An embedded keyword-spotting system that controls peripherals based on voice commands. This project implements a multi-class audio classification system on a Raspberry Pi Zero 2 W microcontroller, creating a prototype smart-home device capable of recognizing voice commands and executing them with peripheral components.
The system recognizes 9 classes: "Red", "Green", "Blue", "White", "Off" (for RGB LED control), "Time" and "Temperature" (for LCD display), plus "Noise" and "Unknown Command" for robustness. The color keywords control an RGB LED, while "Time" and "Temperature" display current information on an LCD screen using an RTC chip and temperature sensor.
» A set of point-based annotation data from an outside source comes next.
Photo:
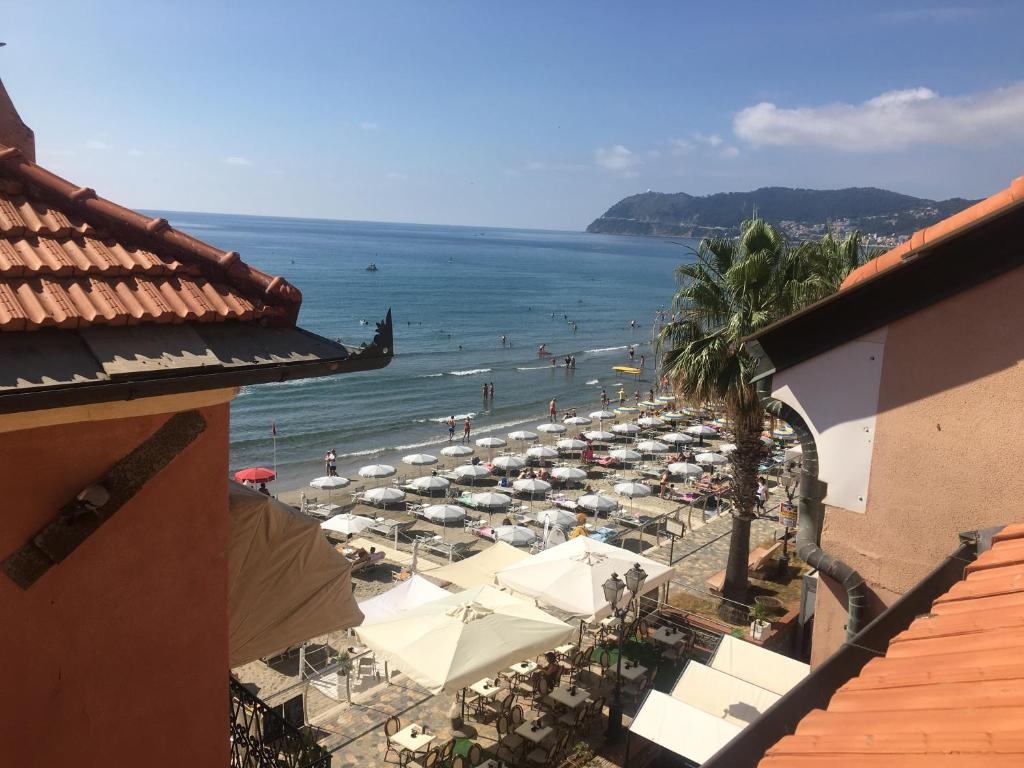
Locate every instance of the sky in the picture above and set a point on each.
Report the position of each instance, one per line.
(512, 114)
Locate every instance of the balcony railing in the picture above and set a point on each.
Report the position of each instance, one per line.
(261, 737)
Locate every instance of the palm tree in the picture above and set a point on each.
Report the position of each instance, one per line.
(733, 289)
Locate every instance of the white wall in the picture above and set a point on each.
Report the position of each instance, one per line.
(837, 392)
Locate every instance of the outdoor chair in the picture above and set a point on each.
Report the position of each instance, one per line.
(392, 726)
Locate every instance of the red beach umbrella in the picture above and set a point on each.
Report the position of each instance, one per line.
(255, 474)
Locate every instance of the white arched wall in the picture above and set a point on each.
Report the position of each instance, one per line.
(837, 392)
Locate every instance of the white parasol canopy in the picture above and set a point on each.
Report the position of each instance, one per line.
(570, 576)
(450, 643)
(347, 524)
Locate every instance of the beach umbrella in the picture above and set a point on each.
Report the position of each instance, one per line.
(651, 446)
(710, 458)
(542, 452)
(457, 451)
(625, 455)
(517, 536)
(377, 471)
(522, 435)
(255, 474)
(633, 489)
(626, 428)
(531, 485)
(550, 428)
(568, 473)
(384, 496)
(419, 460)
(450, 643)
(443, 513)
(685, 469)
(347, 524)
(597, 503)
(509, 462)
(570, 443)
(430, 482)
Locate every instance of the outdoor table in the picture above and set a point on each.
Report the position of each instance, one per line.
(633, 672)
(409, 742)
(663, 636)
(526, 731)
(562, 695)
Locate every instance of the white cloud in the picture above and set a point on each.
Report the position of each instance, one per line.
(617, 159)
(894, 120)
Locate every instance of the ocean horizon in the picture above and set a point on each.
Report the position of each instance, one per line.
(454, 292)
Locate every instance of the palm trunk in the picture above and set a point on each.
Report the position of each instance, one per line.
(748, 422)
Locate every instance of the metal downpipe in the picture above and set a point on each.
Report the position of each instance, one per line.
(811, 514)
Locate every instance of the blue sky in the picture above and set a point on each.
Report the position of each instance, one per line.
(517, 114)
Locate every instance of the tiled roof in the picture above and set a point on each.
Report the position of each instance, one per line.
(72, 259)
(996, 205)
(949, 690)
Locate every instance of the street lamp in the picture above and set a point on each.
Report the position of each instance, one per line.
(613, 589)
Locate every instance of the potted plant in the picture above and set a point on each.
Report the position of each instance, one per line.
(760, 625)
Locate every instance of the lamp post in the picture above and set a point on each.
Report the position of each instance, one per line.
(613, 589)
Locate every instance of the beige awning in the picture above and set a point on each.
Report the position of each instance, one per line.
(286, 583)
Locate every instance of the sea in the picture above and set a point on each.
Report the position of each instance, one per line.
(454, 292)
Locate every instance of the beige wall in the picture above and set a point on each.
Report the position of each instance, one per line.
(949, 441)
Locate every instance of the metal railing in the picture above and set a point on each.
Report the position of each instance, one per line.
(261, 737)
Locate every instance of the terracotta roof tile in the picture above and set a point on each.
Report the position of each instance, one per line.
(949, 690)
(71, 259)
(996, 205)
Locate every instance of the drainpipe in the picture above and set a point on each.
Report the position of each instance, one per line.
(811, 513)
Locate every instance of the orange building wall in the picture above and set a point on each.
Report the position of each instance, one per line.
(118, 655)
(948, 446)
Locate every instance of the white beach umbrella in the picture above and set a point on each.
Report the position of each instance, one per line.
(377, 471)
(430, 482)
(531, 485)
(384, 496)
(685, 469)
(652, 446)
(710, 458)
(450, 643)
(491, 442)
(625, 455)
(522, 435)
(542, 452)
(444, 513)
(509, 462)
(650, 421)
(550, 428)
(570, 576)
(633, 489)
(419, 460)
(347, 524)
(570, 443)
(555, 516)
(492, 501)
(597, 503)
(626, 428)
(568, 473)
(517, 536)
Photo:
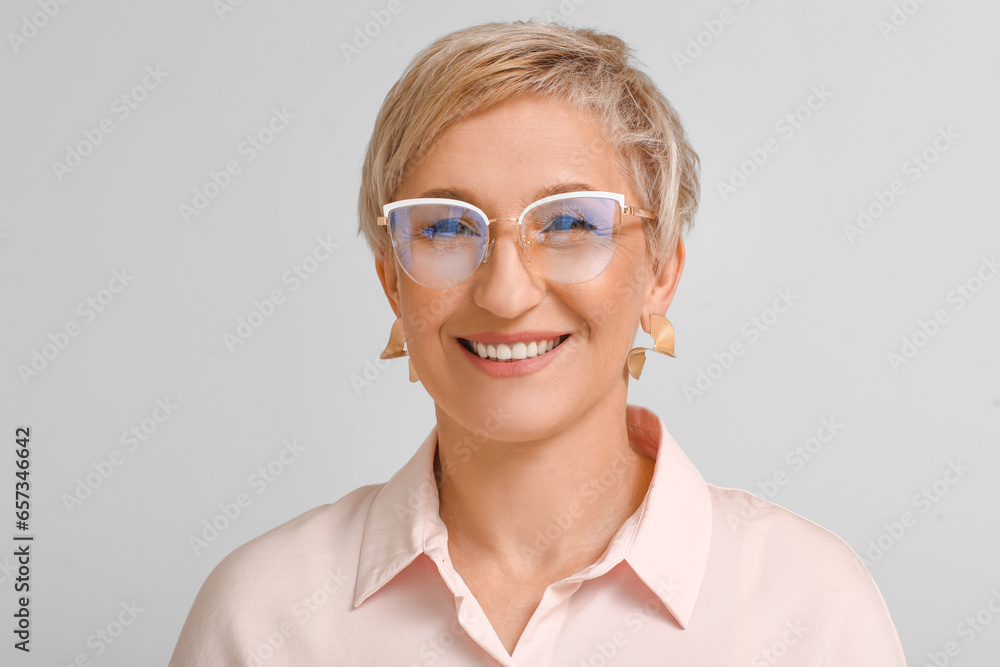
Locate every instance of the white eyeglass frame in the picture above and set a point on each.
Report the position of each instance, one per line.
(383, 220)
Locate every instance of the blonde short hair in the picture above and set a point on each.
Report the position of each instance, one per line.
(473, 69)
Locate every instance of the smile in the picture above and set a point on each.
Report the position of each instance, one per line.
(507, 352)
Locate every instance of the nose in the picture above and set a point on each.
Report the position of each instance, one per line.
(507, 284)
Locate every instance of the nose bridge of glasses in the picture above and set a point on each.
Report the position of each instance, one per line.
(493, 235)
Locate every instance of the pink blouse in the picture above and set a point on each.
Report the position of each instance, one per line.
(698, 575)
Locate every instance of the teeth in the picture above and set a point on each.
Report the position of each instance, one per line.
(504, 352)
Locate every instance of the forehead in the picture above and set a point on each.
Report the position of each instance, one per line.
(515, 153)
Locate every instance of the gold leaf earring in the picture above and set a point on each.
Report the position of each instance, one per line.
(663, 342)
(394, 348)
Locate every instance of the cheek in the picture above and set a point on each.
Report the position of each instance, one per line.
(423, 311)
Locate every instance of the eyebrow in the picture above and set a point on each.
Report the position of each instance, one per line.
(471, 198)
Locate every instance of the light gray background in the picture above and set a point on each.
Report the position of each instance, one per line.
(162, 337)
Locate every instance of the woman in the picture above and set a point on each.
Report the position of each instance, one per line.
(525, 193)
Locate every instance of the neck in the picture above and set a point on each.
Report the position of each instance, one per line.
(547, 505)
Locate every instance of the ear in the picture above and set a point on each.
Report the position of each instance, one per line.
(664, 284)
(389, 276)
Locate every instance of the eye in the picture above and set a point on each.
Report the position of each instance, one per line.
(448, 228)
(565, 223)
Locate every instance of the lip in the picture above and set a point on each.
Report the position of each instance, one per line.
(516, 337)
(507, 369)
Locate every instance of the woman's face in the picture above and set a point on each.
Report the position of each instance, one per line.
(504, 159)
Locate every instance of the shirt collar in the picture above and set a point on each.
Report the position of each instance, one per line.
(668, 535)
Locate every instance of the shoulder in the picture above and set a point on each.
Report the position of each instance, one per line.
(786, 566)
(274, 580)
(769, 537)
(329, 534)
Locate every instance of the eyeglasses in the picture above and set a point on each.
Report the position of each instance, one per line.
(569, 237)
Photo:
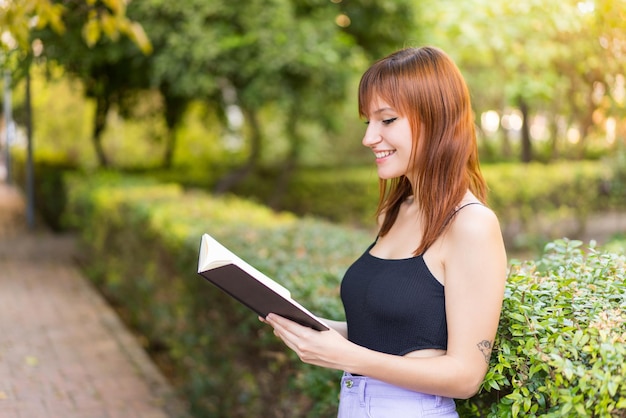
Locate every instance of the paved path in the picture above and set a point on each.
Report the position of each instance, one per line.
(63, 351)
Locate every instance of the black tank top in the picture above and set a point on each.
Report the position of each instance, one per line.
(394, 306)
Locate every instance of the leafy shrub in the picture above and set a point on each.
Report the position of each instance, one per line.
(561, 345)
(143, 239)
(560, 349)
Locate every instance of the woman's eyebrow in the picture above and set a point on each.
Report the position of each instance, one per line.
(383, 109)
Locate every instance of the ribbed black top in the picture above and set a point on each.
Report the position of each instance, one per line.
(394, 306)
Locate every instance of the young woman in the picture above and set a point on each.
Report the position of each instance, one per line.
(423, 301)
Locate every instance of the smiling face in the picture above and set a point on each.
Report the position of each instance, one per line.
(389, 136)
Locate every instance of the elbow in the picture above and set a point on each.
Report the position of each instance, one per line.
(468, 388)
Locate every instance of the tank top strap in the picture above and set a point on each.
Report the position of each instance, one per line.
(465, 205)
(457, 211)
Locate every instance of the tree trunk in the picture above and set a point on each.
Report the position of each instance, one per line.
(526, 144)
(291, 162)
(175, 108)
(103, 105)
(236, 176)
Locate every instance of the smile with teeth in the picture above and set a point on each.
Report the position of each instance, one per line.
(383, 154)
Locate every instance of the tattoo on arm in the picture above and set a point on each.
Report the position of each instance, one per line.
(485, 347)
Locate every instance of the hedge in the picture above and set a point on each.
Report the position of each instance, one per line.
(559, 351)
(143, 240)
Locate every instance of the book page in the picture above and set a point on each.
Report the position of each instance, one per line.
(214, 255)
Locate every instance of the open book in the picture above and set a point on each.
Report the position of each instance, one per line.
(249, 286)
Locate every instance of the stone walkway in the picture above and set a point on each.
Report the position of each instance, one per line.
(63, 351)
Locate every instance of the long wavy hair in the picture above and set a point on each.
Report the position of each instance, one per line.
(425, 86)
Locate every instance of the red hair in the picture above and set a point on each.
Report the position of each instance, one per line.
(425, 86)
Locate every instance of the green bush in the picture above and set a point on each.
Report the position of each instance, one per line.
(560, 349)
(561, 345)
(143, 239)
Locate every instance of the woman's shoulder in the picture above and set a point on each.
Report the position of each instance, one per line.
(473, 223)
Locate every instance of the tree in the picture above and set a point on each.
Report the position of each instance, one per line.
(89, 22)
(534, 55)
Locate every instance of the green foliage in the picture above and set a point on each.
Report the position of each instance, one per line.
(561, 344)
(560, 348)
(141, 240)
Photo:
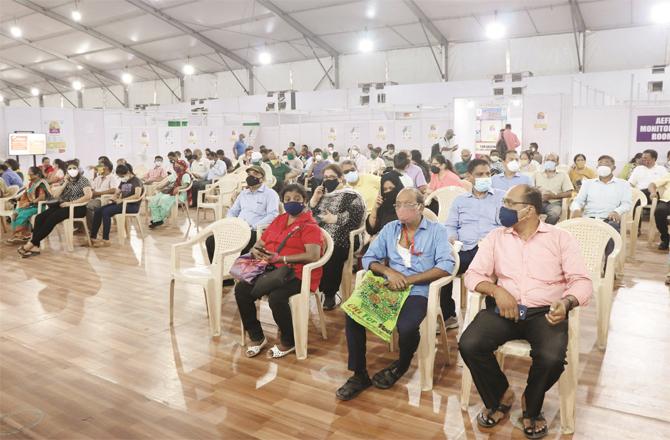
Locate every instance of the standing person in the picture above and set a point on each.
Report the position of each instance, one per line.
(239, 147)
(76, 189)
(339, 211)
(537, 265)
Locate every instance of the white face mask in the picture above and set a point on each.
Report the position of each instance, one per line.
(604, 171)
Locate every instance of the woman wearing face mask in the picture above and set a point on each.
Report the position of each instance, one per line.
(129, 188)
(339, 211)
(161, 204)
(383, 211)
(75, 190)
(580, 171)
(303, 246)
(37, 190)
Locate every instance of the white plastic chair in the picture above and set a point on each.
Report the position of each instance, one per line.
(231, 235)
(445, 197)
(299, 304)
(567, 383)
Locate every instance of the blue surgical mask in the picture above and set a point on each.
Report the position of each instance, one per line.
(483, 184)
(508, 217)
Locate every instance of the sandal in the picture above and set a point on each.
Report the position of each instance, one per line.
(387, 377)
(353, 387)
(276, 353)
(253, 350)
(530, 431)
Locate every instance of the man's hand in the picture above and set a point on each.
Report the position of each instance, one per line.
(506, 303)
(557, 312)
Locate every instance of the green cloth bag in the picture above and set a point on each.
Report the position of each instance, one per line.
(374, 306)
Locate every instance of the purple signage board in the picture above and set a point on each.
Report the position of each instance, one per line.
(653, 128)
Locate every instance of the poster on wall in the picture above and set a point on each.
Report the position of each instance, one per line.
(55, 136)
(653, 128)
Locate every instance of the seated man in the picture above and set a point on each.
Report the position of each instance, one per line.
(418, 253)
(554, 187)
(605, 198)
(367, 185)
(536, 265)
(471, 217)
(257, 205)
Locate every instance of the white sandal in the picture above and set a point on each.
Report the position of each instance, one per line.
(276, 353)
(253, 350)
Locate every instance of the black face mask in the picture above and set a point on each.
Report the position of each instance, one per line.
(253, 180)
(330, 185)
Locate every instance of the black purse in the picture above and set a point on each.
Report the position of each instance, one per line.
(274, 277)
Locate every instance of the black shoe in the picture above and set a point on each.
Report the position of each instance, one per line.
(355, 385)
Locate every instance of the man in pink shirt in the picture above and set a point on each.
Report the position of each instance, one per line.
(511, 139)
(525, 265)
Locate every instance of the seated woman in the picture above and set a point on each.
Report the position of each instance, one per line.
(579, 171)
(129, 188)
(161, 204)
(339, 211)
(303, 246)
(37, 190)
(75, 189)
(384, 211)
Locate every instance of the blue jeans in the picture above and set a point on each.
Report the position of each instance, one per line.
(104, 215)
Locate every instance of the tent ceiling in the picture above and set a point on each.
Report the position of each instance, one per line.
(246, 27)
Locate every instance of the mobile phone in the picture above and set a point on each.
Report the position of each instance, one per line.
(522, 311)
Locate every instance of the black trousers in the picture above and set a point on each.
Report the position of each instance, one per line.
(409, 320)
(47, 221)
(488, 331)
(446, 293)
(661, 218)
(332, 271)
(209, 244)
(281, 311)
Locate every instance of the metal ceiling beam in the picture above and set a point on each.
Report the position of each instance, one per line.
(93, 33)
(190, 31)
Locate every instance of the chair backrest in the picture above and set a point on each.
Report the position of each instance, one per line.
(592, 236)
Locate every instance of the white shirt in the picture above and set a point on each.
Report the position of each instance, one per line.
(643, 176)
(598, 199)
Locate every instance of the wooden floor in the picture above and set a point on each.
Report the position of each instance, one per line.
(86, 352)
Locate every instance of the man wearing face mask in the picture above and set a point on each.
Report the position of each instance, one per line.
(410, 251)
(554, 187)
(511, 175)
(471, 217)
(527, 263)
(366, 185)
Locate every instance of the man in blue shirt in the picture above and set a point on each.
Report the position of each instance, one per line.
(240, 147)
(417, 253)
(511, 176)
(257, 205)
(471, 217)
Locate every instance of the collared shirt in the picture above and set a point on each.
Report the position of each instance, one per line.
(503, 183)
(538, 271)
(643, 176)
(471, 218)
(598, 198)
(256, 208)
(218, 170)
(431, 249)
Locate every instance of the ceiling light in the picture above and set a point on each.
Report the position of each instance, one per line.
(16, 31)
(660, 13)
(188, 69)
(365, 45)
(495, 30)
(264, 58)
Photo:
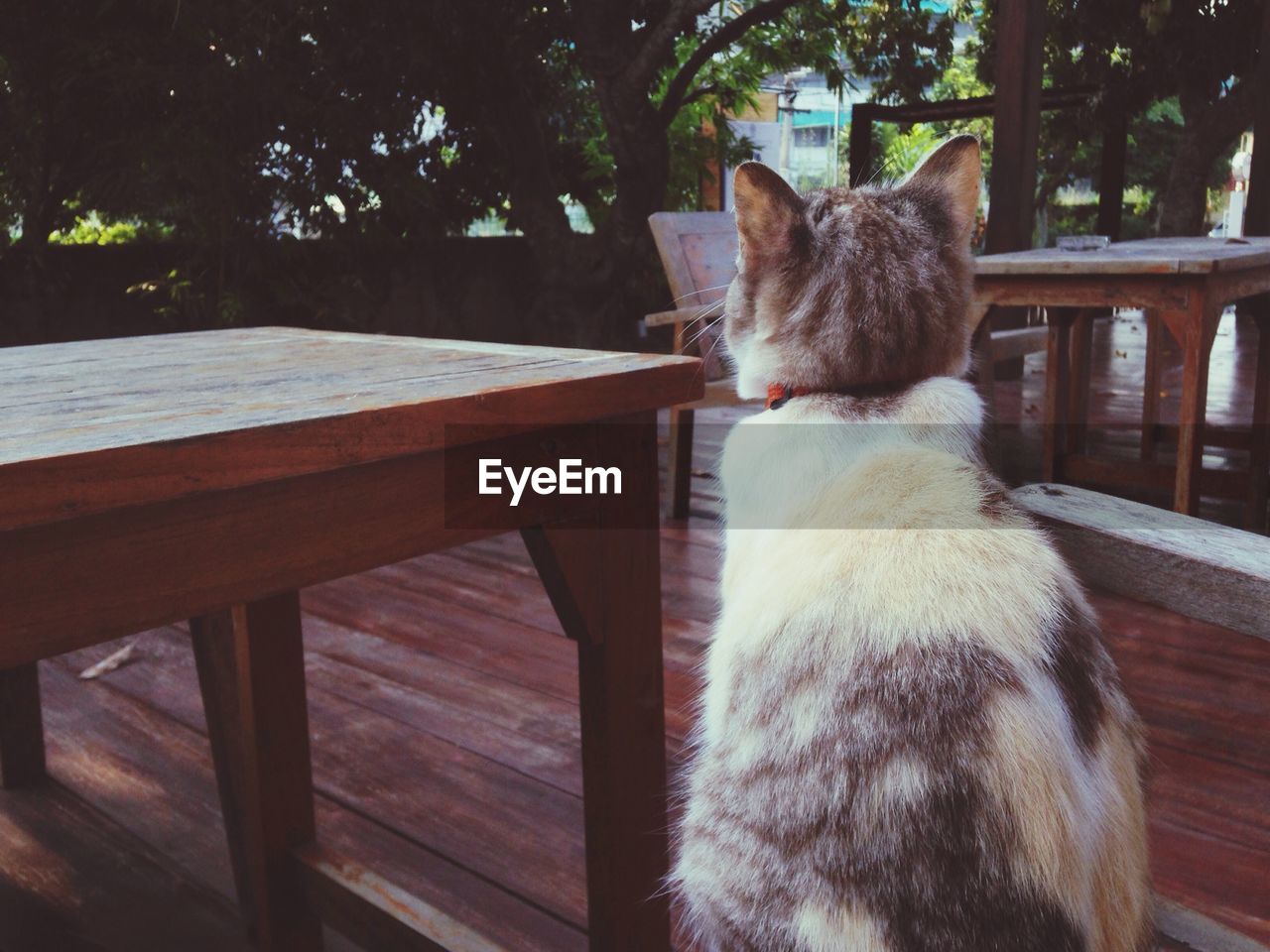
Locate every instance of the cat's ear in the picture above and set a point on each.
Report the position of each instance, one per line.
(953, 168)
(767, 209)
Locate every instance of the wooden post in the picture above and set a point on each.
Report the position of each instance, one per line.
(1015, 136)
(252, 675)
(1256, 214)
(1115, 145)
(1198, 340)
(860, 145)
(1079, 381)
(604, 584)
(1151, 377)
(1259, 457)
(679, 461)
(1057, 388)
(22, 733)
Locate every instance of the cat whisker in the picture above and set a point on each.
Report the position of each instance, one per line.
(699, 291)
The project involved a complete machine learning pipeline: recording audio data from multiple speakers, chopping utterances, applying data augmentation (low-pass filters, high-pass filters, band-pass filters, pitch-shifting, noise addition, dynamic compression), extracting Mel-Frequency Cepstral Coefficients (MFCCs) for feature extraction, training CNN/LSTM models in PyTorch/TensorFlow, and compressing the model for deployment on the Raspberry Pi.
The inference system captures 5-second audio buffers, trims to optimal length (~1.8s), extracts MFCCs, and feeds them to the model for real-time classification. The system achieved high accuracy (99.79% validation, ~98.5% test) with the CNN model.
This project was developed as part of a Machine Learning course (EE 475) at Northwestern University. The goal was to create an embedded keyword-spotting system that could recognize voice commands and control hardware peripherals in real-time.